Een tweede verblijf is elke private woongelegenheid die voor de eigenaar, de huurder of de gebruiker ervan niet tot hoofdverblijfplaats dient, maar op elk ogenblik door hen voor bewoning kan worden gebruikt. Tweede verblijven zijn alle vaste woongelegenheden die al of niet ingeschreven zijn in de kadastrale legger: landhuizen, bungalows, villa's, appartementen, studio's en weekendhuisjes.
De belasting is verschuldigd door diegene die het tweede verblijf kan betrekken op 1 januari van het aanslagjaar, hetzij als eigenaar, hetzij als huurder of in welke hoedanigheid ook.
De belastingsplichtige moet jaarlijks ten laatste op 30 april van het aanslagjaar een aangifte indienen bij het gemeentebestuur op een door het gemeentebestuur voorgeschreven formulier. Uiterlijk 2 maanden na ontvangst van het formulier dient de belastingsplichtige het ingevuld en ondertekend formulier aan het gemeentebestuur terug te bezorgen.
Bij gebrek aan aangifte binnen de gestelde termijn, of in geval van onjuiste, onvolledige of onnauwkeurige aangifte, wordt de belasting ambtshalve gevestigd op basis van de gegevens waarover de administratie beschikt. Vooraleer over te gaan tot ambtshalve vaststelling van de belasting, betekent het college aan de belastingsplichtige, per beveiligde zending, de motieven om gebruik te maken van deze procedure, de elementen waarop de aanslag is gebaseerd, evenals de wijze van bepaling van deze elementen en het bedrag van de belasting.

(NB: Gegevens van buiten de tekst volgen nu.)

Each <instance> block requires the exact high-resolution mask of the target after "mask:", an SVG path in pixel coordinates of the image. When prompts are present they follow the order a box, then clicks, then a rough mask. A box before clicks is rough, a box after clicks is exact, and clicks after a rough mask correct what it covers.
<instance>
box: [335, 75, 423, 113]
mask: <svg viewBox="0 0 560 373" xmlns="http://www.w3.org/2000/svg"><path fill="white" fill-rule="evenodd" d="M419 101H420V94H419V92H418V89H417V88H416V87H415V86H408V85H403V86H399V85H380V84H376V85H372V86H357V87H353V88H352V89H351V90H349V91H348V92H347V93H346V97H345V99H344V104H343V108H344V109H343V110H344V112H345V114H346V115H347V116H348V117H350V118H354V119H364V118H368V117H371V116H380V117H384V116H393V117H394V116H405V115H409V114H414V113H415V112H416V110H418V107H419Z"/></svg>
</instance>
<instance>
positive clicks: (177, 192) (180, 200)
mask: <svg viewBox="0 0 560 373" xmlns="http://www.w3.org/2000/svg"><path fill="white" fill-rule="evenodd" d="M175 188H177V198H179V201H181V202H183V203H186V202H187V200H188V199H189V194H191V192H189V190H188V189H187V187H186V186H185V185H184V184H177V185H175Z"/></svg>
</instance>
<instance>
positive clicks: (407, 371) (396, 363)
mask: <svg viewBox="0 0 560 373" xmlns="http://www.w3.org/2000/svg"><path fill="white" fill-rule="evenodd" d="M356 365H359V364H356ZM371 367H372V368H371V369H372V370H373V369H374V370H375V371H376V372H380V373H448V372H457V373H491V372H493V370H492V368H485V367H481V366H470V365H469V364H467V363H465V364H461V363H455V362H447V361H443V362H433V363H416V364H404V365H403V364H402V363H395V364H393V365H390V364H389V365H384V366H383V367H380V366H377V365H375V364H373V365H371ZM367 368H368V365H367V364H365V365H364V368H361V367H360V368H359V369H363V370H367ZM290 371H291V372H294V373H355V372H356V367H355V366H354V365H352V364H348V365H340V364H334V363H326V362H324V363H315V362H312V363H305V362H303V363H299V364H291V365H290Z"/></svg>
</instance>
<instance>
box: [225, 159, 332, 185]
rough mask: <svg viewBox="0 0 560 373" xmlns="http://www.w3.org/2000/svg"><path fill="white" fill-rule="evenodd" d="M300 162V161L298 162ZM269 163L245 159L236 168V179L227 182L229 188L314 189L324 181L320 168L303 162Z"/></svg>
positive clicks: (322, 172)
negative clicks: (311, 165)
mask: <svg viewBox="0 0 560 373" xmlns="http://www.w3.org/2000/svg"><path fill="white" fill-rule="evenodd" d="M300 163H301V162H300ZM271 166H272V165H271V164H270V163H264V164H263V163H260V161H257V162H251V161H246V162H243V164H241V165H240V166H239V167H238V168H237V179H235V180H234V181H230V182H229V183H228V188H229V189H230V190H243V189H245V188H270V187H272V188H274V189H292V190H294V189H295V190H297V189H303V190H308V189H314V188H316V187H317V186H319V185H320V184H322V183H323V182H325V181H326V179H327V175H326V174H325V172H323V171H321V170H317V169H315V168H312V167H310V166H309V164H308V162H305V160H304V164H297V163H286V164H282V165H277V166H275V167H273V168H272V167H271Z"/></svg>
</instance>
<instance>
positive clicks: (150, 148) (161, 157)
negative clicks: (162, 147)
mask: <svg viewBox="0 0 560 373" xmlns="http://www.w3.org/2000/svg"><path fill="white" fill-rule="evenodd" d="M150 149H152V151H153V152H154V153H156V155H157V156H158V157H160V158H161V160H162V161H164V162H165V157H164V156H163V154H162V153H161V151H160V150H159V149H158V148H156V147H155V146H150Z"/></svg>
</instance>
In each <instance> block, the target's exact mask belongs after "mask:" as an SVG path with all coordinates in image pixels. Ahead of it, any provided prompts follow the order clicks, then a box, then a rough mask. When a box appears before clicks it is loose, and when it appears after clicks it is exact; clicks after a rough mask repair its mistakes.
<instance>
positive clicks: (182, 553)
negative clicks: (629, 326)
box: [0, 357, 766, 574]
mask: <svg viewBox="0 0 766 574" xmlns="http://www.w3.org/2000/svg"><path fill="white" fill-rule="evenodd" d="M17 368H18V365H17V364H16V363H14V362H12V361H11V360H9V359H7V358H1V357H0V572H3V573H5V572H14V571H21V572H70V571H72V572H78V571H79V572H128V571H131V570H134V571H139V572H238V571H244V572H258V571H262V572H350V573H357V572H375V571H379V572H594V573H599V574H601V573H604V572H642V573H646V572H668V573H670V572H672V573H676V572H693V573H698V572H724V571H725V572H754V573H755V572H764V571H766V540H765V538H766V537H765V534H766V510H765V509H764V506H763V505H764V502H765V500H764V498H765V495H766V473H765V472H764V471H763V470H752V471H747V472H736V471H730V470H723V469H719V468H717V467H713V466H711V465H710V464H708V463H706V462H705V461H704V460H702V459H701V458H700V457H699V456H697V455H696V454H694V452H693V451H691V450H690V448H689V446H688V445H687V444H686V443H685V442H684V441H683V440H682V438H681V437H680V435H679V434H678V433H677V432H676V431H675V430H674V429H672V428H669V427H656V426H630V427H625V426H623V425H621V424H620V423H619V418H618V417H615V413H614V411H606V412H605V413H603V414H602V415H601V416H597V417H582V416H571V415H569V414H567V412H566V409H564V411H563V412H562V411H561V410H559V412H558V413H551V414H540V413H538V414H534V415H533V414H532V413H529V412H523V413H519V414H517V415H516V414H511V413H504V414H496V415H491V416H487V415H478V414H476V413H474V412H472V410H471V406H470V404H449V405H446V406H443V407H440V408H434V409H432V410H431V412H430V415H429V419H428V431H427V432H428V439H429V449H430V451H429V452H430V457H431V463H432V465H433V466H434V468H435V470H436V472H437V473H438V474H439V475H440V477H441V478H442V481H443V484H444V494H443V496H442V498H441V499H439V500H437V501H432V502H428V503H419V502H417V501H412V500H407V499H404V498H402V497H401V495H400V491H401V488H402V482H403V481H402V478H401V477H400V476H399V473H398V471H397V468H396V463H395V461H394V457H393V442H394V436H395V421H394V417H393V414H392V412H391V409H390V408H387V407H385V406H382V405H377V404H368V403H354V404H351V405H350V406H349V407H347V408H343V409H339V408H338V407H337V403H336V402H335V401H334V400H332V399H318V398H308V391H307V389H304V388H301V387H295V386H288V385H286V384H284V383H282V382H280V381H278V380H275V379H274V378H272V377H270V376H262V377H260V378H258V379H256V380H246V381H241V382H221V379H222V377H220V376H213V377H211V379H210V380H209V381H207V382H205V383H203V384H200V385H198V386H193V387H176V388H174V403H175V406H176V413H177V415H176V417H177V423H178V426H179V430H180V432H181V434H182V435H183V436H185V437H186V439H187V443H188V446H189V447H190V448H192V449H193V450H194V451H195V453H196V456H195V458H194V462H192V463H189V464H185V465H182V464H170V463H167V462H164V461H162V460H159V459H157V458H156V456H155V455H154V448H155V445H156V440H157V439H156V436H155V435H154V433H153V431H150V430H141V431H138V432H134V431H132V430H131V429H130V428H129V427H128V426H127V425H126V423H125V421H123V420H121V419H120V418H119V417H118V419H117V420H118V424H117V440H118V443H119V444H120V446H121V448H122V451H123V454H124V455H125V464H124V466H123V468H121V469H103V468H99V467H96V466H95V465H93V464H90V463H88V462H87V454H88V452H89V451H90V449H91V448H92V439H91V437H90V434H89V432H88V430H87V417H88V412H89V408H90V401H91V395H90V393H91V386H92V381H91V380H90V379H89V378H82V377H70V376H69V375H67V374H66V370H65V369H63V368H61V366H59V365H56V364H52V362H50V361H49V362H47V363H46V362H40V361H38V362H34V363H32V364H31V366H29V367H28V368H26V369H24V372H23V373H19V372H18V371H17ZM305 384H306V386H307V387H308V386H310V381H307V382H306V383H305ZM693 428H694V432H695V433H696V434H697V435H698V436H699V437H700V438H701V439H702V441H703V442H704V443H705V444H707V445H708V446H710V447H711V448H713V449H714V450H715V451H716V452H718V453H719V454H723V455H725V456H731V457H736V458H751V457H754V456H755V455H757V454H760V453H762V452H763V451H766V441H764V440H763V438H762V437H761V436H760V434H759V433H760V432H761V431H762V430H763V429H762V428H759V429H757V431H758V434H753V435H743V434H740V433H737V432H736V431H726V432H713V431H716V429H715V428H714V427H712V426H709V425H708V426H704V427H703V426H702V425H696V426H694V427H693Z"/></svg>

De belasting wordt forfaitair vastgesteld op 600 euro per tweede verblijf. Indien overgegaan wordt tot de ambtshalve vastgestelde belasting zal een verhoging worden toegepast.
De belastingschuldige kan bezwaar indienen tegen deze belasting bij het college van burgemeester en schepenen.
De aangiftes voor dit jaar moeten gebeuren tegen 30 april 2023.